“The Last Of Us” restarts the great “Is Joel Right?” debate

It’s a moment I remember vividly all these years later. Reaching the hospital room in The Last of Us, seeing Ellie standing on the table and doctors and nurses who wanted to kill her to supposedly save the world.

I remember thinking the game was going to give me a choice. That after a narrative that left nothing to the player, this was one of those games that would leave you with a big final choice. But it wasn’t. That wasn’t your story, it was Joel’s, and so on was No choice. It wasn’t possible to leave this room without killing the doctor (even if you tried to shoot him in the leg like I did in one go). The decision has been made for you.

Now the debate over whether or not Joel did the “right thing” has found a new home with the expansive television audience for The Last of Us. The situation plays out almost identically to the game, Joel’s killing spree, his execution of the doctor (a season 2 necessity) and even his lying to Ellie afterwards.

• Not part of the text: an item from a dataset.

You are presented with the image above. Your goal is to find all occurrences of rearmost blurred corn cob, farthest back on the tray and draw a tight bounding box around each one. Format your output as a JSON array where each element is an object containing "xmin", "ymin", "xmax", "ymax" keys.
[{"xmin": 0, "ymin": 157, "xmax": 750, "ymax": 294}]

Everyone seems to see the situation differently, and it turns out that your own view may be influenced by your real life circumstances. Speaking on The Last of Us post-episode podcast, Neil Druckmann revealed that in early testing, most players were split over the ultimate decision and what they would do if given the actual choice of potentially saving the world or just to save Ellie. Except for one group. The parents, Druckmann said, are 100% in Joel’s camp. No exceptions.

It is a more practical application of a question of theoretical philosophy. Would you save your child or set off a bomb that would blow up a million people you’ve never met? Perhaps the “moral” answer is that you should choose to make this sacrifice for the greater good. But for an actual parent who is forced to make that call about their actual child, I mean fuck all these people. No matter what it costs.

Personally, I’ve always hung myself in the logistics of the situation, which everyone tells me isn’t the point, but it still bothers me. Simply put, I have a hard time believing the idea that this one-of-a-kind doctor with a single immune patient and a single untested theory would actually be the great, worldwide cure that it claims to be. So when it comes to saving the world and saving a girl, I’m really not convinced that the healing would have happened at all. The point, however, is that Joel doesn’t care either way, as if it even were was guaranteed he would do the same. And the idea is that most parents would, too.

I also don’t think the fireflies don’t exactly have the moral high ground here either. Marlene tries to accuse Joel of getting him to admit what Ellie would have wanted had she been conscious. And yet we know that Marlene intentionally never gave Ellie the choice. She was not told she was going to die or asked if she would make this sacrifice for a cure. Although I probably agree with Ellie would said yes, the point is, she was not given the opportunity. And what if Ellie had said no, would Ellie and the fireflies really have just let her walk out the door instead of harvesting her brains against her will? No, that’s why they didn’t even give her the option.

The general consensus seems to be that Joel did the selfish, morally wrong thing in this situation, and yet you probably would have done the same thing for your own child under the same circumstances. But it’s not black and white, and it never has been, and it’s fascinating to see this debate reviving a decade after the original game.